El sondeo entrevistó a más de 15 mil personas entre 16 y 44 años. Ellos afirmaron tener sexo cinco veces al mes, frente a las siete veces en promedio en los 90.
Aún más insólito fue encontrar que el 15 por ciento de los hombres y el 30 por ciento de las mujeres manifestaron no tener el más mínimo interés en el sexo.
Los autores del trabajo sostienen que la vida moderna tiene impacto directo en la libido de la población. Todo apunta a que internet y su séquito de plataformas, como los teléfonos inteligentes, las tabletas, los laptops; son los que más interfieren en los espacios y los horarios que antes propiciaban los encuentros sexuales en las parejas.

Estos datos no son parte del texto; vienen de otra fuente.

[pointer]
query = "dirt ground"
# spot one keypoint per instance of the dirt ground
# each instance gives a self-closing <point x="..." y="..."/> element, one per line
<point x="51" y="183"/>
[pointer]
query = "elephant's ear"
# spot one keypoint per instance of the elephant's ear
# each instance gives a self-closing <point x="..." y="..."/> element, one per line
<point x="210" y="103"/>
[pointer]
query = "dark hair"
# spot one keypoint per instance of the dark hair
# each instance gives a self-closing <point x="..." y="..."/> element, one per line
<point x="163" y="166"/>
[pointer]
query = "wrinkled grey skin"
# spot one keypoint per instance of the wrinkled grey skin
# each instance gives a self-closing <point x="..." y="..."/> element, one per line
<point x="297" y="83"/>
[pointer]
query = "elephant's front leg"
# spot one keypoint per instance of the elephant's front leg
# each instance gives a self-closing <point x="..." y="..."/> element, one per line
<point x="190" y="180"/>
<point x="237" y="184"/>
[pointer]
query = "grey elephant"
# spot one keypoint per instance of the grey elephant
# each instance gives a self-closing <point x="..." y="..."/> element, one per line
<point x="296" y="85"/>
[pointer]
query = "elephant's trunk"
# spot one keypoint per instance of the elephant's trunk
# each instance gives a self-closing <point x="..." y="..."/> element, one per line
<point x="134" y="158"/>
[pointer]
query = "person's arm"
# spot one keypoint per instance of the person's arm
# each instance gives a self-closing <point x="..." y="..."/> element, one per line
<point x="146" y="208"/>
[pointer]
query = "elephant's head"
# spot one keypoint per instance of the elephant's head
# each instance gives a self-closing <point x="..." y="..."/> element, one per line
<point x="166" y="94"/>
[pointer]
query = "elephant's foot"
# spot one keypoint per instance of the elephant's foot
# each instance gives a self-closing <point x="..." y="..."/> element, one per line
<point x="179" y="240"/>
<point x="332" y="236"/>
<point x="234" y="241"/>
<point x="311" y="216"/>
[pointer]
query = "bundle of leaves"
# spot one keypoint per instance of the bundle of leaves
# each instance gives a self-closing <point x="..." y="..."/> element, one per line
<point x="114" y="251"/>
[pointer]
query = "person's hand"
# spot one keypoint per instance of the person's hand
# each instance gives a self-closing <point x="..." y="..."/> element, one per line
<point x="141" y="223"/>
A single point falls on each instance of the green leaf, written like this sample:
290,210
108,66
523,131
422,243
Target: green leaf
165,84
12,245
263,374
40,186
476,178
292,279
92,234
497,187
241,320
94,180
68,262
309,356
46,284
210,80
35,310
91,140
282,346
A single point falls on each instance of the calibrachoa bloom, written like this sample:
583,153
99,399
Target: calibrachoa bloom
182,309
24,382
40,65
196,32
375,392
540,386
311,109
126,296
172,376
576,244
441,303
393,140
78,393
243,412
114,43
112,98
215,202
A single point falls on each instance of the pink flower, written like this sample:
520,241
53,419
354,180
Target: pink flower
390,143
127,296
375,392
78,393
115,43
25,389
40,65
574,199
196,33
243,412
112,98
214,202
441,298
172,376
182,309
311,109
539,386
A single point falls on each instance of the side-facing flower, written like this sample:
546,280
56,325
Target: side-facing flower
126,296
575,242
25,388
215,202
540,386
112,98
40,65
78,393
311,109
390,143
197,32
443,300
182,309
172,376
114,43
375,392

Con los nuevos aparatos digitales que permiten trabajar desde cualquier lugar, la línea que marca la diferencia entre el horario de oficina y el descanso se ha vuelto más difusa. Pero más problemático aún es que la cama, que era el santuario para el sexo y el descanso, se ha convertido en una oficina, hoy los usuarios de tabletas y de teléfonos inteligentes revisan la actividad en sus redes sociales, contestan su e-mail o hacen llamadas a sus familiares desde la cama, y a esto se le suma la tentación de jugar con aplicaciones altamente adictivas como Angry Birds o Candy Crush.